1. Above all, we Christians have no need to be afraid of, or to be unreasonably shocked by, the results of scientific research, whether in physics, in biology, or in history. Some Catholics are disconcerted when it is pointed out to them – either that the laws of providence may be reduced to determinisms and chance – or that under our most spiritual powers there lie hidden most complex material structures – or that the Christian religion has roots in a natural religious development of human consciousness – or that the human body presupposes a vast series of previous organic developments. Such Catholics either deny the facts or are afraid to face them. This is a huge mistake. The analyses of science and history are very often accurate; but they detract nothing from the almighty power of God nor from the spirituality of the soul, nor from the supernatural character of Christianity, nor from man's superiority to the animals. Providence, the soul, divine life, are synthetic realities. Since their function is to ‘unify', they presuppose, outside and below them, a system of elements; but those elements do not constitute them; on the contrary it is to those higher realities that the elements look for their ‘animation'.

2. Thus science should not disturb our faith by its analyses. Rather, it should help us to know God better, to understand and appreciate him more fully. Personally, I am convinced that there is no more substantial nourishment for the religious life than contact with scientific realities, if they are properly understood. The man who habitually lives in the society of the elements of this world, who personally experiences the overwhelming immensity of things and their wretched dissociation, that man, I am certain, becomes more acutely conscious than anyone of the tremendous needs for unity that continually drives the universe further ahead, and of the fantastic future that awaits it.
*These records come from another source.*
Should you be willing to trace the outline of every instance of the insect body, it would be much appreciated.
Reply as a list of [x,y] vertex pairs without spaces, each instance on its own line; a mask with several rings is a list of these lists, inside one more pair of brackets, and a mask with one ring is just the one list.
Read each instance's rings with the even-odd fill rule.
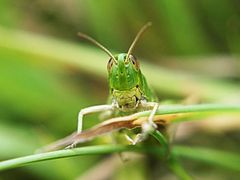
[[[156,102],[157,99],[150,90],[147,81],[140,70],[138,60],[132,55],[132,50],[134,49],[137,40],[150,25],[151,23],[147,23],[141,28],[127,53],[121,53],[115,56],[93,38],[82,33],[78,34],[80,37],[83,37],[100,47],[110,56],[107,65],[110,103],[82,109],[78,115],[78,133],[82,132],[84,115],[101,111],[110,112],[112,116],[122,116],[142,110],[152,110],[148,121],[142,125],[142,133],[138,134],[135,139],[127,137],[132,144],[142,141],[149,131],[156,128],[156,125],[153,122],[153,117],[158,108],[158,103]],[[79,141],[76,140],[72,146],[78,142]]]

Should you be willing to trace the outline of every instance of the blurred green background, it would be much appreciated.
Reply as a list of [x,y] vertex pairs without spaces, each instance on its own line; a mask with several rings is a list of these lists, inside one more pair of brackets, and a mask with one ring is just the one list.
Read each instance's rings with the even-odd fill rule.
[[[106,102],[108,56],[79,40],[78,31],[120,53],[148,21],[153,26],[134,54],[160,100],[240,103],[238,0],[1,0],[0,160],[31,154],[70,134],[81,108]],[[187,129],[176,141],[239,152],[239,118],[226,118],[235,124],[220,130],[187,124],[194,131]],[[85,122],[89,128],[97,116]],[[84,156],[42,162],[3,172],[0,179],[82,179],[104,160]],[[153,159],[142,162],[119,165],[107,177],[174,179],[169,171],[160,172]],[[192,161],[184,165],[200,179],[239,177]]]

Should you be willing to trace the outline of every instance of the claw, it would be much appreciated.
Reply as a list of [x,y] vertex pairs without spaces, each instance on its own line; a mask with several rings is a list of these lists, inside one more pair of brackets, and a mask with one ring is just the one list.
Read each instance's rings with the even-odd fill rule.
[[125,138],[127,139],[128,142],[133,144],[134,140],[132,138],[130,138],[127,134],[125,134]]
[[137,134],[137,136],[134,138],[132,144],[136,145],[137,143],[142,142],[145,138],[146,138],[146,136],[144,134]]
[[77,143],[74,142],[74,143],[70,144],[69,146],[65,147],[64,149],[73,149],[73,148],[75,148],[76,146],[77,146]]
[[142,142],[145,139],[144,134],[137,134],[134,139],[130,138],[127,134],[125,134],[125,137],[132,145],[136,145],[137,143]]

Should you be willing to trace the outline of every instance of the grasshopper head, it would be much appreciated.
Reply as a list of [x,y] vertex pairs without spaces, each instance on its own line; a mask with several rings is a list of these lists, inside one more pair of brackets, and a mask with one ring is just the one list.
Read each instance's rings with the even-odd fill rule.
[[129,90],[137,87],[141,75],[137,59],[126,53],[117,54],[114,58],[110,58],[107,65],[110,89]]
[[139,85],[141,72],[137,59],[132,55],[132,51],[140,36],[149,26],[151,26],[151,22],[148,22],[140,29],[127,53],[121,53],[115,56],[92,37],[83,33],[78,33],[80,37],[92,42],[110,56],[110,60],[108,62],[108,80],[111,90],[125,91]]

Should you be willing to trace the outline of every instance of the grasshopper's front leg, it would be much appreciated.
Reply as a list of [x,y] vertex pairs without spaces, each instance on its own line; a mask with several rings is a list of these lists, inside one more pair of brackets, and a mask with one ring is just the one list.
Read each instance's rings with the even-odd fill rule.
[[114,105],[98,105],[98,106],[91,106],[82,109],[79,114],[78,114],[78,127],[77,127],[77,133],[82,132],[82,127],[83,127],[83,116],[86,114],[91,114],[91,113],[96,113],[96,112],[101,112],[101,111],[108,111],[108,110],[113,110]]
[[148,133],[157,128],[157,125],[153,122],[154,116],[158,110],[159,104],[157,102],[141,102],[144,108],[152,108],[151,114],[148,117],[148,121],[142,125],[143,133]]
[[[83,127],[83,116],[91,113],[97,113],[101,111],[108,111],[113,110],[114,104],[105,104],[105,105],[97,105],[97,106],[91,106],[84,109],[81,109],[81,111],[78,114],[78,126],[77,126],[77,133],[82,132]],[[74,148],[77,145],[77,141],[73,142],[71,145],[67,146],[65,149],[71,149]]]
[[154,115],[158,110],[159,104],[156,102],[142,101],[141,105],[143,106],[143,108],[146,109],[152,108],[152,111],[150,116],[148,117],[148,121],[142,124],[142,133],[137,134],[137,136],[134,139],[131,139],[126,135],[127,140],[131,142],[133,145],[145,140],[148,134],[157,128],[157,125],[153,122],[153,119]]

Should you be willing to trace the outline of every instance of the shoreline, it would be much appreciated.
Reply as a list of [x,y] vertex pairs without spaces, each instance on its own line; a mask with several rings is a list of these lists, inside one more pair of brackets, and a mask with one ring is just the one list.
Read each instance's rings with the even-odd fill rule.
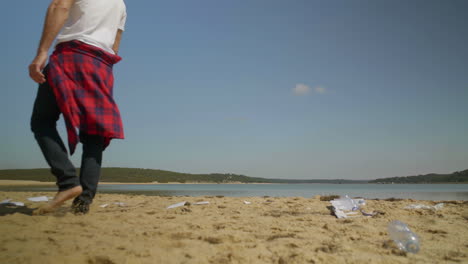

No one understands so fully as the man who is absorbed in the study of matter, to what a degree Christ, through his Incarnation, is interior to the world, rooted in the world even in the heart of the tiniest atom. We compared the structure of the universe to that of a cone: only that man can fully appreciate the richness contained in the apex of the cone, who has first gauged the width and the power of the base.

3. It is useless, in consequence, and it is unfair, to opposed science and Christ, or to separate them as two domains alien to one another. By itself, science cannot discover Christ – but Christ satisfies the yearnings that are born in our hearts in the school of science. The cycle that sends man down to the bowels of matter in its full multiplicity, thence to climb back to the centre of spiritual unification, is a natural cycle . We could say that it is a divine cycle , since it was first followed by him who had to “descend into Hell” before ascending into Heaven, that he might fill all things. "Quis ascendit nisi qui descendit prius, ut impleret omnia."

P. Teilhard de Chardin, Science and Christ (London: Collins, 1968), pp. 34-36, translated by René Haque.